RAG: AI-powered search over your company knowledge base
What RAG is in plain language, how it differs from an ordinary chatbot, and when it delivers real value for a business.
Companies accumulate a vast number of internal documents: procedures, instructions, scripts, contracts, support replies. Finding the right piece of information in that volume is sometimes harder than answering the question itself. RAG is the approach that solves exactly this problem.
What RAG is in plain language
RAG stands for Retrieval-Augmented Generation. The idea is straightforward: when a user asks a question, the system first searches for relevant passages in your document base, and then a language model composes an answer based on what it found. The model doesn't invent — it relies on real sources.

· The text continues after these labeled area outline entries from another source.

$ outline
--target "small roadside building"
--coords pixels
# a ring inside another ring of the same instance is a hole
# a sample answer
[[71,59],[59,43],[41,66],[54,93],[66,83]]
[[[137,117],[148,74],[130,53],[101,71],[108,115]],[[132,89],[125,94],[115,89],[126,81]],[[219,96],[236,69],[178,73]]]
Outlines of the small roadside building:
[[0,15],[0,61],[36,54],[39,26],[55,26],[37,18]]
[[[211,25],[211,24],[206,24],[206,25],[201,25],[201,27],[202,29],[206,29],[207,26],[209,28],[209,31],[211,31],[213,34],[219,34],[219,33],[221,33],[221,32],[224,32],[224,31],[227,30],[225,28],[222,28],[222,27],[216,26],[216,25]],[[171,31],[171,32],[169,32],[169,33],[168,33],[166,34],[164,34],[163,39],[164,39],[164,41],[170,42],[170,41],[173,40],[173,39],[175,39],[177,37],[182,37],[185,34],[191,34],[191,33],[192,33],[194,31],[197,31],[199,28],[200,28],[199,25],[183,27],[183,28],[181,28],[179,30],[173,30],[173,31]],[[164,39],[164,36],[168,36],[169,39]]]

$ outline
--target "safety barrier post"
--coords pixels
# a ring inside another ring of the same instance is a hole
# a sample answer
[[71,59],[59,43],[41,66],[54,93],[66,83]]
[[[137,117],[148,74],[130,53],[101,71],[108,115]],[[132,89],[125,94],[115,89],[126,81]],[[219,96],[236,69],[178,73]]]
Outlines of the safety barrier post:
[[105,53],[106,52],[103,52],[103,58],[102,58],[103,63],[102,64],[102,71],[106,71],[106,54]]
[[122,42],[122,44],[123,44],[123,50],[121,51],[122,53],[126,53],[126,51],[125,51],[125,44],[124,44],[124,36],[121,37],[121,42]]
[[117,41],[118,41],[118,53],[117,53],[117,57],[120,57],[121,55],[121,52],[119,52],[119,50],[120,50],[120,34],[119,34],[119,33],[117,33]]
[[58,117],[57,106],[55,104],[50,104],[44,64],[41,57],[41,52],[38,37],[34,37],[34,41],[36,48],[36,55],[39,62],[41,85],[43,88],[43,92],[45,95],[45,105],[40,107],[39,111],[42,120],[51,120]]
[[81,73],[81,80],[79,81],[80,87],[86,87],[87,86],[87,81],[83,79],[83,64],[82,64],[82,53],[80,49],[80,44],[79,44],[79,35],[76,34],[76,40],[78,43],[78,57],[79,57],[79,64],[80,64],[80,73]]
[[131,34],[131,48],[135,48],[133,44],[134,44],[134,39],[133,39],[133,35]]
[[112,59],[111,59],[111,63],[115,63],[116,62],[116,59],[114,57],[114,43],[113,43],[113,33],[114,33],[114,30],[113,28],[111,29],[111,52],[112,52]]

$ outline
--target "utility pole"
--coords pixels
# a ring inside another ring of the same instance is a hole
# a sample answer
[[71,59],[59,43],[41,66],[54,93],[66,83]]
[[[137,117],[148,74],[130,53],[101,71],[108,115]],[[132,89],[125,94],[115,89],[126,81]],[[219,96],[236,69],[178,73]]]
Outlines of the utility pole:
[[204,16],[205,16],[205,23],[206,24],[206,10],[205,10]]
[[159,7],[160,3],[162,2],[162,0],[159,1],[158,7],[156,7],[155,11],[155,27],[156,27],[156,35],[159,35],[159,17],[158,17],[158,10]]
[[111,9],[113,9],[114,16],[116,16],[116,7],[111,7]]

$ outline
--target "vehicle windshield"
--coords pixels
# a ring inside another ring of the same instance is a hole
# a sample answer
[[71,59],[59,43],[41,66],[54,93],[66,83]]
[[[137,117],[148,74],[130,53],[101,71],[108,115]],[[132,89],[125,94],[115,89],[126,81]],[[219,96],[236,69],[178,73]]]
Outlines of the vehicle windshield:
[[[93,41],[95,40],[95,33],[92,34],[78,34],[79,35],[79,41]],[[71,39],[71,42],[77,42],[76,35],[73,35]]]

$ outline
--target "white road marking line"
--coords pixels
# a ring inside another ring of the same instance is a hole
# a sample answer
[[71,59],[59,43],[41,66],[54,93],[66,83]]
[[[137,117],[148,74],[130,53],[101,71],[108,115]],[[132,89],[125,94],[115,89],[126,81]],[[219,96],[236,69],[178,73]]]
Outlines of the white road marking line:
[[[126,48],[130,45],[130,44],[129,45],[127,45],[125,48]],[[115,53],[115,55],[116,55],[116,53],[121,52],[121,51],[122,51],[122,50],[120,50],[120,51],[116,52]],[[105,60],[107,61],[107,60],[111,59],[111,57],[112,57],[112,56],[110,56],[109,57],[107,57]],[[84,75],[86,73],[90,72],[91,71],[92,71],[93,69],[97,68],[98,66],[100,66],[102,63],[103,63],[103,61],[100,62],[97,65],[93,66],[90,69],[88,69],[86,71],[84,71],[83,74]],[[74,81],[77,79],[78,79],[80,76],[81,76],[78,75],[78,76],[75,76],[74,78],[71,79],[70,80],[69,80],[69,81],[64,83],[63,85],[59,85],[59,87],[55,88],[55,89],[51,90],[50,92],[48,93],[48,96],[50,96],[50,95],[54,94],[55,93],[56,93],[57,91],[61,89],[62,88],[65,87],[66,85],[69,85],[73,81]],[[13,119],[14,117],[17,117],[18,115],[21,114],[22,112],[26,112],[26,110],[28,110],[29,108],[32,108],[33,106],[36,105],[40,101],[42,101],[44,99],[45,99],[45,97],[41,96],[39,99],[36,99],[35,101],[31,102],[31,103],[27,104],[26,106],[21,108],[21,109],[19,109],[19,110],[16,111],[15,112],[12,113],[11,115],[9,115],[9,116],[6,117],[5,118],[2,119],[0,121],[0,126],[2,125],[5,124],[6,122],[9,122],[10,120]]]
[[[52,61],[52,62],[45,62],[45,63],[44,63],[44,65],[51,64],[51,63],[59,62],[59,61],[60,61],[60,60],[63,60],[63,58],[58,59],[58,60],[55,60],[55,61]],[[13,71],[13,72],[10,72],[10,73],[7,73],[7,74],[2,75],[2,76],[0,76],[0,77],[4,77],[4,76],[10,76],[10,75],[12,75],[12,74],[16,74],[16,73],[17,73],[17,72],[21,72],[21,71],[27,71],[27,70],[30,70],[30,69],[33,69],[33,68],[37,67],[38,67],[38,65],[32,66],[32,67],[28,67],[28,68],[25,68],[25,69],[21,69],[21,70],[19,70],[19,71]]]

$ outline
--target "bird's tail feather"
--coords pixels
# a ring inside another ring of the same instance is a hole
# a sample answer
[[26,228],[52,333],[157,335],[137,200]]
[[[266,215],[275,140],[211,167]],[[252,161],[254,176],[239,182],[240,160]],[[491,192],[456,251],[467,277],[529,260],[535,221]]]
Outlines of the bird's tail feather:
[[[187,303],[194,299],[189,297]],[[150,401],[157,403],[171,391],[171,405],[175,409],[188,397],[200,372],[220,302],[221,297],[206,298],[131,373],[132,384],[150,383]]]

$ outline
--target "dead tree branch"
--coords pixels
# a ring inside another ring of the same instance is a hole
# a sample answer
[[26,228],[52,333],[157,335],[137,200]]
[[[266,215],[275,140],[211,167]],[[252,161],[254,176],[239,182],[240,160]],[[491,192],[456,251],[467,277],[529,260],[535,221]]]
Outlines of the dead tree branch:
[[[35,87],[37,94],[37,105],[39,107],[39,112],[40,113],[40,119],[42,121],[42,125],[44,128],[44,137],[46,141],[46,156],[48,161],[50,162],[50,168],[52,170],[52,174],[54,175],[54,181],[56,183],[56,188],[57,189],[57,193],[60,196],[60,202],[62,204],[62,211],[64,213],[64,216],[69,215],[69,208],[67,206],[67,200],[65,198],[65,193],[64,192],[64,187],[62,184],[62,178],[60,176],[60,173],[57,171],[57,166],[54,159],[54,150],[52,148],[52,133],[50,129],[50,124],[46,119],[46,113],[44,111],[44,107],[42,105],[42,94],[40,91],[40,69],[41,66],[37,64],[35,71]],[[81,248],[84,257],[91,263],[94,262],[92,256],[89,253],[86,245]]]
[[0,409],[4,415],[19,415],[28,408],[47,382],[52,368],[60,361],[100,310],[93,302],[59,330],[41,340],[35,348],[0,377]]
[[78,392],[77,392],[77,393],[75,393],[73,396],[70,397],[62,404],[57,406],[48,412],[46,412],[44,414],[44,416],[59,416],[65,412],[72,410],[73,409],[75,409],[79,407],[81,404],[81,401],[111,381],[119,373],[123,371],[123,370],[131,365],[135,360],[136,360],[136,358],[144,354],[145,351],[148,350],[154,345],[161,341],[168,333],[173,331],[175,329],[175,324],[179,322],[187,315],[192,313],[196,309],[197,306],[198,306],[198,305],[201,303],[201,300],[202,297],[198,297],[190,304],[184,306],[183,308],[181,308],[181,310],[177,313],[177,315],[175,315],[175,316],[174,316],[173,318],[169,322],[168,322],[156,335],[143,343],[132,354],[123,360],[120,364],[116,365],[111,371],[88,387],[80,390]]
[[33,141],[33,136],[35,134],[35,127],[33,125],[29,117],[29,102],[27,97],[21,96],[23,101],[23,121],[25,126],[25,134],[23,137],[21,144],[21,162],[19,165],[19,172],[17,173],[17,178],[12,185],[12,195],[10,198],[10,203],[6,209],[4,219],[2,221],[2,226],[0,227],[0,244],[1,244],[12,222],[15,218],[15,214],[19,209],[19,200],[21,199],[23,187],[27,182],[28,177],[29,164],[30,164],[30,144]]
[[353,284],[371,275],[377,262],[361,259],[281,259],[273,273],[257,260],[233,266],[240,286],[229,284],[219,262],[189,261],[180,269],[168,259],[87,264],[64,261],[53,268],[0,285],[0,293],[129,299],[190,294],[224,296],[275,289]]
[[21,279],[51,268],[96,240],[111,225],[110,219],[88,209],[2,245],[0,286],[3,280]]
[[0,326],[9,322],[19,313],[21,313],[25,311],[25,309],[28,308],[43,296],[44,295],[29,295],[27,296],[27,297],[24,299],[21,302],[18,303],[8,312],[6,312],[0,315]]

How RAG differs from an ordinary chatbot
A standard chatbot works from scenarios: it answers what it was trained on and knows nothing specific about your company. A RAG system, by contrast, reads your documents and answers from them. If a procedure says one thing and practice says another, the system will state what is written and point to the source.
Where it works well
RAG performs well in situations where accuracy and a citation matter:
- Search over internal documents — an employee asks a question and the system finds the right section of a procedure or contract
- Customer support — the bot answers from an up-to-date knowledge base, not from pre-written scripts
- Onboarding new employees — a new hire gets answers about processes without pulling colleagues away from their work
- Regulatory queries — legal, accounting or technical regulations become accessible through a conversational interface
Why answers are accurate and cited
A language model on its own knows nothing about your documents. In a RAG system the model only sees the passages retrieved from your base by the search step. This constrains the model's tendency to improvise and makes it possible to show the source of every statement. The user sees not just the answer but where it came from.
What you need to get started
To launch a RAG system you need:
- Documents in any readable format: PDF, Word, Google Docs, Notion, HTML
- A clear picture of who will use the system and what questions it should answer
- Access controls if some documents are confidential
We take your existing materials, index them, configure the search and the language model, and integrate the interface — whether that's a web page, a Telegram bot or a website widget. The system runs on your own infrastructure or in the cloud.
If you have a large body of documents that employees or clients struggle to find quickly, RAG addresses exactly that problem.